Bill Bradley

William Warren Bradley may be the smartest man ever to play professional basketball.

Born in Crystal City, Missouri on this date in 1943, he was over 6 feet tall by the eighth grade and was a standout player at Crystal City High School, averaging over 38 points per game and twice being named All-American while maintaining an “A” grade point average.  He received over 75 scholarship offers to play college basketball and committed to Duke University, only to change his mind  before the start of the 1961 school year.  He decided on Princeton University due to its reputation for preparing students for United States Foreign Service work and enrolled without a scholarship, as they are not allowed in the Ivy League and, as the son of a bank president, did not qualify for financial aid.  His boyhood idol was Princeton running back and 1951 Heisman Trophy winner Dick Kazmaier and Bradley wore Kazmaier’s # 42 in his honor.  He averaged 30 points for the freshman team and was a varsity starter as a sophomore.  He also hit .318 as a first baseman for the Tigers’ baseball team.
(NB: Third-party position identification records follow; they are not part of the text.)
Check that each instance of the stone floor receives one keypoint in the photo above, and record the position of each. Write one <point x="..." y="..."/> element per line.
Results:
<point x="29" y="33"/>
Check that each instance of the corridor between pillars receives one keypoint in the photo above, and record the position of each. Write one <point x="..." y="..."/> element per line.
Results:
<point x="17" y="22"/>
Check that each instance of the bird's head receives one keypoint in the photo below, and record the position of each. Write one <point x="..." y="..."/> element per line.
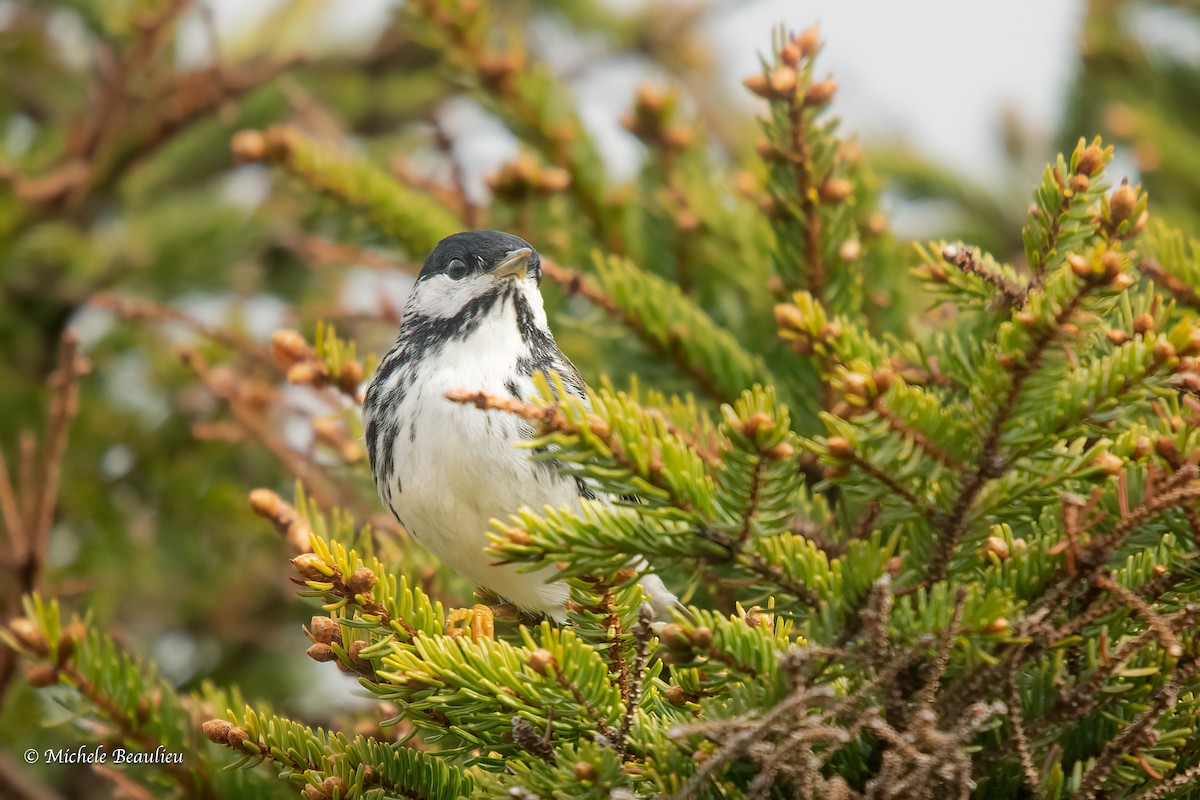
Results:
<point x="472" y="266"/>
The Sporting News named him to its All-American team and player of the year in his junior season and he was the youngest member chosen for the 1964 gold medal winning U.S. Olympic basketball team.  As a senior and team captain, Bradley was considered the best player in the nation and led Princeton to the Final Four, losing to Michigan in the semifinals and scoring 58 points in a consolation game win over Wichita State in route to being named Final Four MVP.  He broke nearly every Princeton basketball scoring record and holds a number of Ivy League single season and career records, including total points, scoring average and free throws made.  He has the top 10 slots on Princeton’s all-time list of points scored in a game and was awarded the James E. Sullivan Award as top amateur athlete in the U.S., the first basketball player to win that honor.  He was named 1965 Player of the Year by UPI, AP, USBWA, Helms Foundation and Sporting News.
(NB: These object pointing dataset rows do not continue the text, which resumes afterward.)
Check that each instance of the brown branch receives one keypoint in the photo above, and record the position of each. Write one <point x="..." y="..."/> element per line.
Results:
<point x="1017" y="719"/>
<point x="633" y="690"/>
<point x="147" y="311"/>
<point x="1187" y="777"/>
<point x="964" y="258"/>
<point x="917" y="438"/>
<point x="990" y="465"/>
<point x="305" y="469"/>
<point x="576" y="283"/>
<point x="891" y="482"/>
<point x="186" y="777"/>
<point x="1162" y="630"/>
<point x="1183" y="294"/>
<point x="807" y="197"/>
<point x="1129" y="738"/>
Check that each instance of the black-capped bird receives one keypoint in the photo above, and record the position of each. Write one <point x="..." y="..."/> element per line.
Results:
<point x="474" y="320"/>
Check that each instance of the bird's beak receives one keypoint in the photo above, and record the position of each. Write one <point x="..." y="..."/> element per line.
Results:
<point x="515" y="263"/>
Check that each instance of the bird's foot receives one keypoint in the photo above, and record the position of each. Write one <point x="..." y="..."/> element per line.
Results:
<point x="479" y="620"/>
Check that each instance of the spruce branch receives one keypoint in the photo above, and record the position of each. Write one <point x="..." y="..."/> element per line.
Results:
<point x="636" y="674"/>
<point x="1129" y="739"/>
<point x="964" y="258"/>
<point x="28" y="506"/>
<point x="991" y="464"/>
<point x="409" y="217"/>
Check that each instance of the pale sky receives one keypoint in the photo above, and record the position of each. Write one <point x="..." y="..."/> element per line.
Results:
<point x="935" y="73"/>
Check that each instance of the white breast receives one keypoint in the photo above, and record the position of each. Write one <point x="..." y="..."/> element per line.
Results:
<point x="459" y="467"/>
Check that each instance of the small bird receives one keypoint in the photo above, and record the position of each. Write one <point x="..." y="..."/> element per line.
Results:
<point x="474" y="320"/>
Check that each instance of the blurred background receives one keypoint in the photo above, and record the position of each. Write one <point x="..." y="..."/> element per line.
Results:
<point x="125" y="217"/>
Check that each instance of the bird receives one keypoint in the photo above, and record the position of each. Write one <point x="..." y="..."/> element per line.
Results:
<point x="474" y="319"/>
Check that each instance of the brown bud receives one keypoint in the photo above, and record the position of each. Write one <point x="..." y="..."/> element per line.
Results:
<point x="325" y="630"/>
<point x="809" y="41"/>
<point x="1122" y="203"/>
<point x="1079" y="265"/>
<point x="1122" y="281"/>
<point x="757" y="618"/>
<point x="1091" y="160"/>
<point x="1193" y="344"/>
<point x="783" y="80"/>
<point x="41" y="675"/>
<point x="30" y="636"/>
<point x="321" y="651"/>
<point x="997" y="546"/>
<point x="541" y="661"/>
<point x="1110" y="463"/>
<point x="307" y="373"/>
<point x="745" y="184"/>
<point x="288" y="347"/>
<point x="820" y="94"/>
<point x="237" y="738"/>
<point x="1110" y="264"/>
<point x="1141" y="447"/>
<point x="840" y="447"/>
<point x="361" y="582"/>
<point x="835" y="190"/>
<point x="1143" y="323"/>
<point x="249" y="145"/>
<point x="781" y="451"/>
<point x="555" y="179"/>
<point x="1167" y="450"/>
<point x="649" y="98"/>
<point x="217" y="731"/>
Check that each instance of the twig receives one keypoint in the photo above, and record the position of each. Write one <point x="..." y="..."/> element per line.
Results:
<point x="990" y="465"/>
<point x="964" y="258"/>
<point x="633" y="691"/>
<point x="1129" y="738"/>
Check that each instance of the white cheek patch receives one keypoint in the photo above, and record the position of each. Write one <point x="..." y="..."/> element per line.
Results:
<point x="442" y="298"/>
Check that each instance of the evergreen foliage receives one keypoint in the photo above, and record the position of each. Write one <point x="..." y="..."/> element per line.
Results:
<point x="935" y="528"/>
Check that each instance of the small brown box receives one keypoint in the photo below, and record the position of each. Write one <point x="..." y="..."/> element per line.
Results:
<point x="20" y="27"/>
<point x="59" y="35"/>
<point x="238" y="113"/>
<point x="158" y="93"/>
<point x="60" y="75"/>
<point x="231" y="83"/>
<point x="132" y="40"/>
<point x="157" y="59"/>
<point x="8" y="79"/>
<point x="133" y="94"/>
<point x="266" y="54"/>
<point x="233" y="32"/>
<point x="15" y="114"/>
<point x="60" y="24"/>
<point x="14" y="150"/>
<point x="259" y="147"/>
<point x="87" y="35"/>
 The New York Knicks selected him with their first territorial pick in the 1965 NBA Draft but Bradley accepted a Rhodes Scholarship to study Politics, Philosophy and Economics at Oxford.  He commuted to Italy to play in the Lega Basket Serie A during the 1965-66 season and led Olimpia Milano to the European Champions Cup.  He left Oxford in the spring of 1967 to into the Air Force Reserves and served six months active duty as an officer before joining the Knicks in December of that year.  The 6’5” forward helped New York win their first NBA championship in 1970, his third NBA season, and another in 1973 during which he was named to his only NBA All-Star team.

“Dollar Bill” played in the NBA from 1967 to 1977, all with the Knicks and averaged 12.4 points and 3.4 assists in 742 games.  He worked as an assistant to the director of the Office of Economic Opportunity in Washington, D.C. during the off seasons and published the first of several books he authored in 1976.  He also taught in the street academies of Harlem.  Bradley retired from basketball in 1977 and decided in the summer of that year to run for the U.S. Senate as a New Jersey Democrat and won the seat in 1978 at the age of 34.  He served in that capacity from January 3, 1979 to January 3, 1997 and made an unsuccessful run for Democratic nominee for the President in 2000.